US 12,411,477 B2
Retrieving industrial asset data from disparate data sources
Prerna Juhlin, Heidelberg (DE); Somayeh Malakuti, Dossenheim (DE); Jens Doppelhamer, Ladenburg (DE); and Johannes Schmitt, Ladenburg (DE)
Assigned to ABB Schweiz AG, Baden (CH)
Filed by ABB Schweiz AG, Baden (CH)
Filed on Jul. 7, 2022, as Appl. No. 17/859,252.
Claims priority of application No. 21185901 (EP), filed on Jul. 15, 2021.

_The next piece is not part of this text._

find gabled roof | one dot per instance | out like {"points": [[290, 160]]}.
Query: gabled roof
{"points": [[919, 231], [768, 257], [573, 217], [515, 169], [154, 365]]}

Prior Publication US 2023/0022369 A1, Jan. 26, 2023
Int. Cl. G05B 19/418 (2006.01)
CPC G05B 19/41865 (2013.01) [G05B 19/4183 (2013.01); G05B 19/4188 (2013.01)] 8 Claims
OG exemplary drawing
 
1. A computer-implemented method for retrieving data that relates to at least one industrial asset, comprising the steps of:
retrieving, from at least one data source relating to the at least one industrial asset, a set of types of data objects that the at least one data source provides;
for each type, determining, based on a synonym library and/or on contextual information of the industrial asset, at least one term that is to serve, besides this type, as a handle for accessing the respective data objects;
establishing a semantic association between the determined at least one term and the type from the set of types of data objects;
establishing a graph that represents the industrial asset, and/or an industrial plant that comprises the industrial asset, wherein vertices of the graph correspond to the set of types of data objects, and edges of the graph correspond to relationships between the data objects and the set of types of data objects:
generating, by a semantic enrichment component, semantic associations by linking the set of types of data objects to the at least one term by implementing, by the semantic enrichment component, an unsupervised learning technique on example instances of entity types to fill missing semantics and relationships with other entity types by invoking application programming interface (API) calls for object value retrieval;
clustering the set of types of data objects by means of the unsupervised learning technique:
in response to determining that a part of the types belonging to at least one cluster has a semantic association with at least one term, establishing a semantic association also between the remaining types of the set of types of data objects belonging to this cluster and at least one term, wherein a graph generator fills in missing edges of the graph using the unsupervised learning technique and the clusters of the set of types of data objects;
receiving, from a requesting entity, a query for the data objects from one or more lifecycle phases of the at least one industrial asset;
mapping, by a first software logic, the query to the set of types of data objects that are available from one or more given data sources relating to the at least one industrial asset, wherein each type of the set of types of data objects corresponds to a different value, range, spectrum, or structure;
obtaining, by a second software logic, from the one or more data sources, one or more data objects of the set of types of data objects;
producing, by the second software logic, from the one or more data objects, a response to the query; and transmitting the response to the requesting entity.